16巻で完結した『Unnamed Memory』。その本編後の時間軸を描くエピソードですね。

感想記事にはネタバレも含まれますので『Unnamed Memory』を読んでない方はご注意を。

 

同じく電撃の新文芸から刊行された『Babel』は、『Unnamed Memory』から300年後の物語となっていましたが、ate1巻はUM6巻~Babel1巻の間の時間軸を描いています。

作者様サイトなどWEB版を知ってる人向けに言うと、「双頭の蛇」などが収録されています。

 

以下詳細感想。

 

いやもう、カラー口絵からして破壊力高いですよね。オスカーが繰り返しティナーシャを着せ替え人形にしている気持ちも良くわかるというか。

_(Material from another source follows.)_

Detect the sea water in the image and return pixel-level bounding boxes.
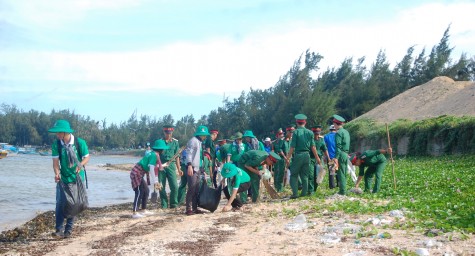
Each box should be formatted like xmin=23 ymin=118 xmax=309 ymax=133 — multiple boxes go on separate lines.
xmin=0 ymin=154 xmax=140 ymax=231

麗しい……。

エルテリアを砕いたことで、人の理から外れた逸脱者となった2人。冒頭は禁呪を抑えた関係で不安定になったティナーシャが、自分たちの立場について自覚する話だったんですが。そのメッセンジャーがルクレツィアと言うのがにくい。

 

今回も断片的に描かれてますが、最古の魔女である彼女は色々と秘密を抱えているんですよねぇ。

UMateはあくまでオスカーとティナーシャをメインで描く予定なのか、2人の子供たちも登場はしますがWEBからすると割愛された部分とかもありますし。ルクレツィアの情報も、コレだけだと完全には分からないんですよね……。未書籍化の『Rotted-s』とか読むと面白いですよ。

子供達のエピソードも、カクヨム公式連載の方の『Unnamed Memory』のページ(https://kakuyomu.jp/works/1177354054892436933)で発売記念SS『新しく始める前に』が掲載されたりもしてて、描写が増えてる部分もあります。

作者様サイト「noseen flower」内には、ほかにも子供達のエピソードはあるんですが……書籍化による加筆で分かりやすくなってる部分も多いので、今すぐ手を出すべき! とオススメして良い物かは悩ましい部分もありますね……。

 

狂い刃のエピソードとか、nsf内のSSでちょっとだけ触れられてたんですよね。でも、あれがどうやって生まれたのかとか、どんな仕組みで動いているかとかは書籍で詳細が語られた形になってますし。

 

この世界で生まれた呪具として、外部者の呪具を砕く役割を与えられた2人。

オスカーは王位を息子に譲ったのち、死を偽装してティナーシャとその探索に入るわけですが。

大陸が広いということや、異能が存在するため「不可思議な噂イコール呪具ではない」という状況下では、この2人でもサクサク破壊して回るというわけにもいかず。

 

いざ目の前に転がってくれば大体対処出来てしまうのがこの2人でもありますが……。かつてUM本編において、オスカーがアルカキアの毒を食らったように、2人も完全無欠の存在ってわけではないんですよね。

逸脱した2人は不老であっても不死ではなく、喪失を重ねて永い永い旅を続けていくことになるのです。その始まりを描いているのが、「狂い刃」~「双頭の蛇」なわけで。

 

比翼連理の相手を失い、気落ちしまくっている様子はとても胸が痛くなります。その後、再会が叶った時の、これまでとは違ったアプローチをしている様子とかはとても微笑ましく見えていいんですけどね。

UMは本編後が本番、と言うのはこの逸脱後のエピソードの濃さが大きいので、ate2巻以降続いてほしいものです。